Performance measures

GENESYS records all relevant data for each hour when generation fails to meet load. All adequacy metrics are computed using a subset of this data. Loss of load probability is the probability of incurring a shortfall event in any year. Since each simulation is of length one year, the Loss of Load Probability is computed as simply the percentage of simulations that incur any period of shortfall. The Loss of Load Hours (reported in Supplementary Table 1) is the expected number of hours per year when load exceeds generating capacity. This is simply the total number of hours of shortfall divided by the number of years simulated. The Expected Unserved Energy is a similar measure, computed as the total energy unserved during all shortfall periods, again divided by the number of years simulated (also reported in Supplementary Table 1).
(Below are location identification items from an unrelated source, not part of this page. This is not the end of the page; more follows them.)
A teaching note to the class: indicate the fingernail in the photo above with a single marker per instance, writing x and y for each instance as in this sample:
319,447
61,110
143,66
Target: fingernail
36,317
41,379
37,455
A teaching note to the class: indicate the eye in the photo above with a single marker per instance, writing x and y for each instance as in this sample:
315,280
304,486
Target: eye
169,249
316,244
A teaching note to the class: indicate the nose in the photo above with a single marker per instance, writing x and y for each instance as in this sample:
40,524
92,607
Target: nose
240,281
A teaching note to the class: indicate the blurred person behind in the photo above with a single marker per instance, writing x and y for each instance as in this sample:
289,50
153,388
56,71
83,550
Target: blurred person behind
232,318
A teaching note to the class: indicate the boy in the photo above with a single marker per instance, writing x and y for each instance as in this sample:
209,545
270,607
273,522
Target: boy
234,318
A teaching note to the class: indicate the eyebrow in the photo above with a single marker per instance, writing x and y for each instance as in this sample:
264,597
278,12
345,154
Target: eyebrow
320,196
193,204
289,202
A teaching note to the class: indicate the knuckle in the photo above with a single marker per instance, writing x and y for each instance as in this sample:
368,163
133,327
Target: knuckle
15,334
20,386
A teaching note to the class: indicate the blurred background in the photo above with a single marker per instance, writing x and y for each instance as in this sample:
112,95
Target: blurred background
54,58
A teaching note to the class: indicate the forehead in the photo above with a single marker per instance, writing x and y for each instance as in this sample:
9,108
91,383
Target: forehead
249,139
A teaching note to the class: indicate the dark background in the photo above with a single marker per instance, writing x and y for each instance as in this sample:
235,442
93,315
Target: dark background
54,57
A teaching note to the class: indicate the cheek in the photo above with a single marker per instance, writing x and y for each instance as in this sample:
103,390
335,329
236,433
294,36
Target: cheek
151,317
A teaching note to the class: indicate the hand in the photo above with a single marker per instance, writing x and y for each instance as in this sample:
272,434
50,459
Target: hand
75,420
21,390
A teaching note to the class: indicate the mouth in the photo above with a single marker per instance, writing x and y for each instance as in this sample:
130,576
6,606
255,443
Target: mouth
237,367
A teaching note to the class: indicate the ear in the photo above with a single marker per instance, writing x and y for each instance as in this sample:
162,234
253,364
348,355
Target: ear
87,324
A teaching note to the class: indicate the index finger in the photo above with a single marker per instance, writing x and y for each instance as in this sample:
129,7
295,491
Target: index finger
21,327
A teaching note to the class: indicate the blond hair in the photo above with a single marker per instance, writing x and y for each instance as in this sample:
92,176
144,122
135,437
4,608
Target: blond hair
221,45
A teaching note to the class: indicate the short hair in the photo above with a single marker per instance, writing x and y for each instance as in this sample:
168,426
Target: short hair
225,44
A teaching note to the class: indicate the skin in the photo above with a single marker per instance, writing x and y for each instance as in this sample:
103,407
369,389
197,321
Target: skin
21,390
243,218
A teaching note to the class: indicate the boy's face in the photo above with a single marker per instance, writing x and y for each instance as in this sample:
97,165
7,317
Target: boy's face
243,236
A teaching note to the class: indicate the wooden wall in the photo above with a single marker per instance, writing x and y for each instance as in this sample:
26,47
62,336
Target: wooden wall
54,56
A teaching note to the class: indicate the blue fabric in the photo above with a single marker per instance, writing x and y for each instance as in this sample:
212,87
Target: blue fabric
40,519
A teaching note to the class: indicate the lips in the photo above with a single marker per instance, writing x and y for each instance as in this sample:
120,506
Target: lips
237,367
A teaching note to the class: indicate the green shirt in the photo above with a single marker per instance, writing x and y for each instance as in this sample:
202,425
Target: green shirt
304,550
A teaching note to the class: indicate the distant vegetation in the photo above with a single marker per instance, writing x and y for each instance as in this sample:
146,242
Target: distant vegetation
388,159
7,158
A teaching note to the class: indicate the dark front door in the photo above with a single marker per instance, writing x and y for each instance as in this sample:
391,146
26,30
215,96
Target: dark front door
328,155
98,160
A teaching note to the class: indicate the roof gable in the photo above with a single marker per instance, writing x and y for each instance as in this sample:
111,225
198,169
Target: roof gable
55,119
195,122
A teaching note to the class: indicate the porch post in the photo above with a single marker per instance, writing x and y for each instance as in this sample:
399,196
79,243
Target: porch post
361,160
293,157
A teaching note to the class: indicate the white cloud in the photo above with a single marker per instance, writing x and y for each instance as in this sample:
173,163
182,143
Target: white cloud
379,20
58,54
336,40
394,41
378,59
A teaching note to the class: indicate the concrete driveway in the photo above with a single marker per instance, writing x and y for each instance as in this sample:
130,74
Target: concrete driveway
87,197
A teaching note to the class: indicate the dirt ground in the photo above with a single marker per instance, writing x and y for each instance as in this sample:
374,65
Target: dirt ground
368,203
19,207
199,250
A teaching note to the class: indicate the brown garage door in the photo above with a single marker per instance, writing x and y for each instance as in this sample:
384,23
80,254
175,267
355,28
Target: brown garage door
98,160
Two additional metrics are added to complement the above-standard reporting metrics. These are the average maximum shortfall and the average event duration (AED). These differ from the Expected Unserved Load and the Loss of Load Hours in that they measure the nature of the average event incurred without being affected by the frequency of occurrence. The Average Maximum Shortfall is simply the average highest single-hour shortfall (in MW) across all simulated shortfall events. Similarly, the Average Event Duration is the average duration (in hours) across all simulated shortfall events.

Code availability

Power system simulations were run using GENESYS, a bespoke power system model maintained by the Northwest Power and Conservation Council. GENESYS is publically available by request to the Northwest Power and Conservation Council (https://www.nwcouncil.org/energy/energy-advisory-committees/system-analysis-advisory-committee/genesys-%E2%80%93-generation-evaluation-system-model). Post-processing R scripts for metric computation, bootstrapping, and jitter plots are available from the corresponding author on reasonable request.